Jonathan Glazer’s new film The Zone of Interest is based on Amis’s 2014 novel of the same name. It will undoubtedly revive general interest in the author’s work. But in truth Glazer’s film has very little in common with Amis’s original novel.
Its use of the same title verges, in some ways, on travesty. The verbal complexity of Amis’s narrative has been displaced by Glazer’s visual brilliance, but it makes for a completely different kind of artistic experience.

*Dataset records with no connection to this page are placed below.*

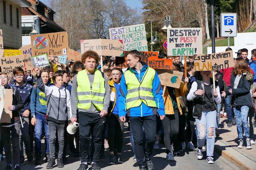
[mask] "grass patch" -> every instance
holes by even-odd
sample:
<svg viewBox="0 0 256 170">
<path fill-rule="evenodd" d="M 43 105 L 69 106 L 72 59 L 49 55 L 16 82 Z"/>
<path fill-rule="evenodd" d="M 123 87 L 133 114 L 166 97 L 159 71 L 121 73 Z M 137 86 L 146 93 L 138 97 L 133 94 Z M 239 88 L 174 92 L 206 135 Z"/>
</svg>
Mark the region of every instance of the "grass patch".
<svg viewBox="0 0 256 170">
<path fill-rule="evenodd" d="M 230 38 L 229 41 L 229 46 L 233 46 L 234 45 L 234 38 Z M 215 47 L 222 47 L 228 46 L 228 38 L 225 39 L 220 39 L 219 40 L 215 39 Z M 209 45 L 209 47 L 212 47 L 212 43 Z"/>
</svg>

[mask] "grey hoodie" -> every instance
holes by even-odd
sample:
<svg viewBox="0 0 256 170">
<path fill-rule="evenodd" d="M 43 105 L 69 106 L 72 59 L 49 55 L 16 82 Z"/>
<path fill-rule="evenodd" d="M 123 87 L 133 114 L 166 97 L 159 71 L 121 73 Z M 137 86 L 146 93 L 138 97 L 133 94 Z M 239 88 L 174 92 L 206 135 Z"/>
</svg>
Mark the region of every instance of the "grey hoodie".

Discussing Nazi Germany in a 1992 interview, Amis said: “In many ways it’s the central event of the 20th century, the culminating event of history.” His novel Time’s Arrow (1991), narrated in reverse chronology, begins with a genteel doctor’s retirement in suburban America before tracing his life story back in time 40 years to depict him dismembering Jewish bodies in the concentration camps.
In 2002, Amis said that he had “unfinished business with Hitler”. The Nazi world in the middle of the 20th century was something to which his bleak imagination constantly cycled back. John Self, the central character in Amis’s best novel Money (1982), is characteristically reading a book about Hitler as he contemplates the accumulation of financial resources in New York.
Throughout his work, Amis was drawn to landscapes of cruelty and excess, not only in Nazi Germany, but also the gulags of Stalin’s Russia in Koba the Dread (2002) and what he saw as the dehumanised capitalist wastelands of the Californian sex industry in Pornoland (2004).
His point was that such brutal instincts are woven intricately into the human condition, and that the dividing line between the “normal” and the repugnant is perilously thin.